My powdercoater said he wouldn't do my Cragars unless I had them reverse dipped, the chrome shop charged my buddy $90 bucks for a pair of valve covers. I never took the wheels because by the time I paid them and the powdercoat guy, it'd be way more than a pair of powdercoated Cragars would be worth.
If they were plated aluminum-centered or all aluminum wheels, that's why he didn't want to touch them. Once corrosion gets under the plating, the only fix is to remove it until you get to clean virgin metal. If you were willing to do the work, peeling off all the loose plating then 'feathering' the edges back to clean metal with sanding rolls and/or discs that would have worked, after blasting off any remaining corrosion. You'd want to pre-bake it at least once to 'boil' any remaining corrosion out before coating. It's amazing how much 'stuff' can soak into cast aluminum... The other problem is if they had steel rims they're impossible to strip unless you knock the center out. The solution used to strip chrome off aluminum literally eats steel. I learned that when I had a motorcycle side cover plated. The guy had problems with it, had to re-do it several times. When I went to pick it up, the steel bushing pressed into the cover for the kickstarter shaft was gone. When I asked about, he asked 'Was it steel?'. When I said yes he went out and dragged one of his tanks but there was no trace of it. I ended up having one made...
I talk to a guy who has been doing power-coating for a long time and he will power-coat right over the chrome and done so without any issues. But for myself I would work on the existing chrome (you have to do it often) to keep it shining.
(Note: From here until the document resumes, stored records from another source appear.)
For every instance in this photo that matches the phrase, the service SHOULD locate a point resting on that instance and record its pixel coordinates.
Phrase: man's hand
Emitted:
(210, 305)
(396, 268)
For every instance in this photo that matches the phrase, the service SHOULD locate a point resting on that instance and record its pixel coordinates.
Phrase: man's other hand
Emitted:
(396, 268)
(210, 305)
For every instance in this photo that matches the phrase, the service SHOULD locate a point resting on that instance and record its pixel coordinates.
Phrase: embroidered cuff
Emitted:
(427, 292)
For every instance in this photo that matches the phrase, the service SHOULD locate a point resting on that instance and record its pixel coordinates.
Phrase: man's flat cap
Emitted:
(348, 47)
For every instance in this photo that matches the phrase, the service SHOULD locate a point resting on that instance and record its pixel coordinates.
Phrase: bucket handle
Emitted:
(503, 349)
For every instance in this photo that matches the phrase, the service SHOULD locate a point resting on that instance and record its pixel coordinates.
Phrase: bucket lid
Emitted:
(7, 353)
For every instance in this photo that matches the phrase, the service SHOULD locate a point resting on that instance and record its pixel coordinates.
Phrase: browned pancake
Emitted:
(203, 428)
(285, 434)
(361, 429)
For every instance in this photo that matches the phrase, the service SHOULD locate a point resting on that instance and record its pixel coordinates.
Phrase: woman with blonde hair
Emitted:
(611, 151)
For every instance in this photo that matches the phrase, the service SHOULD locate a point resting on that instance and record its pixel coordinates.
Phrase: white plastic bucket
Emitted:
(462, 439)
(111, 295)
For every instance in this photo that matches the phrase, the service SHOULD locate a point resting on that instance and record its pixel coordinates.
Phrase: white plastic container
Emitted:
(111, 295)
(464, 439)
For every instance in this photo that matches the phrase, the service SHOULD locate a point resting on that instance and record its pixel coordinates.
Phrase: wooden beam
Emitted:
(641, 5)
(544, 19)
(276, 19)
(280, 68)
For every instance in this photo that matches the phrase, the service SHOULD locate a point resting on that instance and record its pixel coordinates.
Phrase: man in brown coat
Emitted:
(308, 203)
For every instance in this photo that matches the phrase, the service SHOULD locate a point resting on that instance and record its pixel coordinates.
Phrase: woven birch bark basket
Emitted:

I've blacked out at least 100 Harleys, many of them are brand new bikes. I would not powdercoat over chrome without blasting it with aluminum oxide to scuff it up so the powder can adhere properly. I have not had one customer come back with powder flacking off. Will powder stick to bare chrome.... probably.... but like with painting, prep is everything. Sent from my SM-G965U using The H.A.M.B. mobile app
These Cragars ( aluminum center with steel hoop ) were rechromed without being taken apart and done separately, doesn't look like either metals were effected to me, much less eaten away.
Wow how did you find someone willing to plate a complete assembled wheel? Looks great. Sent from my iPhone using H.A.M.B.
Here's the business card, I seen on another social media where a couple more guys including the guy that owned those Cragars are sending in more. I have some skinny 5x4.75 Cragars and Rockets that I was possibly thinking about sending in.
If the chrome gets hot enough, it will begin to bubble, particularly so on plated aluminum. If you have access to a blaster, go for it. However, I had some steel Tractionmaster under-ride bars that were chrome-plated. They were too obvious, so I had the powder-coated black. They were first blasted, but I don't know what media was used. The bars turned out well, but the mounting brackets, which are welded to the bars, not so much. Having a plater strip them would be best, but will the cost exceed the value of the rims. No offense, but it doesn't look like they were a big investment. If you consider the cost/effort involved in stripping and painting them, you might find a nice set that will be equal to or less than what you will otherwise spend.